There are so many great opportunities opening up in so many ways. Perhaps the popping sound you can almost hear is not just the popping of unsustainable bubbles, but also the popping open of new space and possibility :)
Ryan, thanks for this reminder. Seeing so many good people showing up here, and watching Obama's town hall in Strasbourg today, are also good medicine. It seems that holding allegiance to openness and what is possible is the only way to move forward with energy. At the same time, if we close off to the shakiness that is in us and all around us, we risk becoming subtly driven by fear and blindness. How to stand in the full force of the present moment without become paralyzed by the intensity? Intellectually I know the answer, but that doesn't seem to make it any easier.
What I see in my professional context in organisations is a lot of anxiety and fear, and leadership responding from the old paradigms. Trying to get into control, too much fear of letting go and a lack of use of the creative power of working-communities. I try not to judge and be open to the opportunities within the space that often really feels stuck.
When thinking about what I could do, it helps to 'look inside' and find out what I myself would long for in such situations....
For me it has to do with: providing a supportive container where I can have real conversations and make connections with others, where time is available and a feeling of belonging is present. These are the real human needs, I think, a lot of people feel something is lacking. My challenge is to try to help leaders and all other people in organisations to recognize this and to be honest to that need, and after that try to find ways to deal with the fear and anxiety together. It is rewarding to see something happening when this works out! The reward is in seeing people relax when they speak up from inside. This is what keeps me standing when I think about our world moving in this big shift.....
Coming from a healthcare perspective, I see stress and anxiety related illness on the rise. Depth of human relationship and purpose in life seems to be at the centre though we tend to treat prescriptively. Poverty has been identified as the main significant cause of health disparity,and yet I have seen that life purpose and love take people out of this equation. Victor Frankl wrote " It did not matter what we expected from life , but rather what life expected from us." I have found on my own journey, as I stop trying to control what is and begin to accept what is with a sense of curiosity and love, that I am experiencing less fear, more love and many profound moments. I am learning to sit in that sacred space of quiet presence and reflection to see what emerges. (Otto Scharmer's work). I have experienced a significant shift in the structures of my paradigm and as such a shift in the world around me. I think of butterfly wings, strange attractors and ripples and wonder if the true change to the big problems in the world are the small shifts in my own intentions. I have always thought in terms of the bigger world and felt overwhelmed so it is a shift for me to consider that world change might begin with seeming insignificance. As Gandi says 'Everything you do will be insignificant but it is important that you do it." I feel life asks me to be true to my values and purpose, which incidentally seem to have a way of shifting just when I think I have them pinned down. Yet it is all that I have. I share in your yearning to connect with friends and neighbours, and with others who are exploring ways of being in the world. And I, like you Ryan, love to dream in the world of Appreciative Inquiry! It has been the catalyst to wonderful changes in my life and work.
There are many nuggets that are both inspiring and practical in these posts. I love this last notion of "willing to be insignificant"which brings me back to a sense of simplicity and relaxation. And also Bart's comment about how people relax when given the chance to "speak up from the inside" even (or especially) when the culture isn't usually conducive.

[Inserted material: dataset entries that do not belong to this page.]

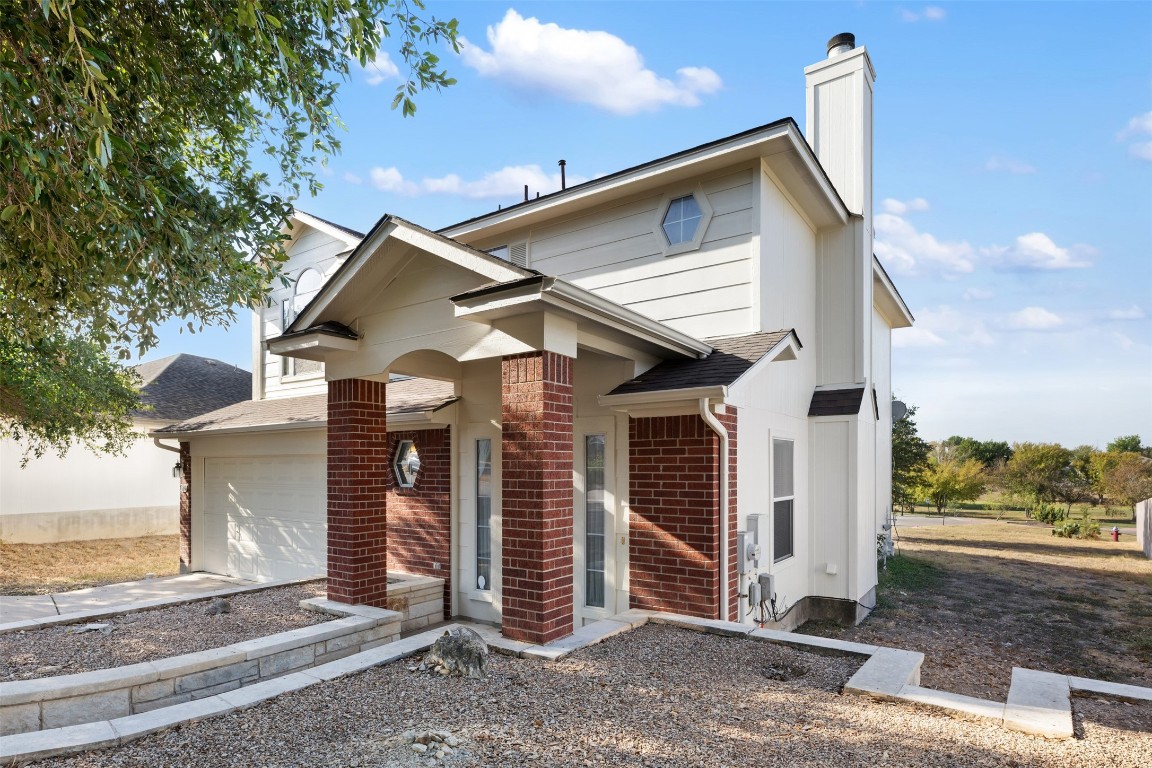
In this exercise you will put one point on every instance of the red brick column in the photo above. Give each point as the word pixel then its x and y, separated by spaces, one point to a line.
pixel 419 518
pixel 537 496
pixel 186 507
pixel 357 486
pixel 674 526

These days it's especially easy for leaders (not to mention all of us) to feel helpless, incompetent, or overwhelmed. Meg Wheatley's messages from the last decade or so (turning to one another, "whatever the problem, community is the answer"), are suddenly coming back to me with greater significance.

Over the past couple of days I have been in conversations with people engaged in social innovation initiatives and collaborations, and one theme has been the importance of having a community of practice. One person noted that she was missing a spiritual community she had recently left. We talked about the power of intentional communities, and also how they can also become inwardly focused or self-referential over time. How to keep our communities (including our work-related communities) fresh and vital while also having enough boundary to create a space for intimacy, shared meaning, learning, and challenge over time? This question is alive for me right now.
Susan Szpakowski said:
There are many nuggets that are both inspiring and practical in these posts. I love this last notion of "willing to be insignificant"which brings me back to a sense of simplicity and relaxation. And also Bart's comment about how people relax when given the chance to "speak up from the inside" even (or especially) when the culture isn't usually conducive.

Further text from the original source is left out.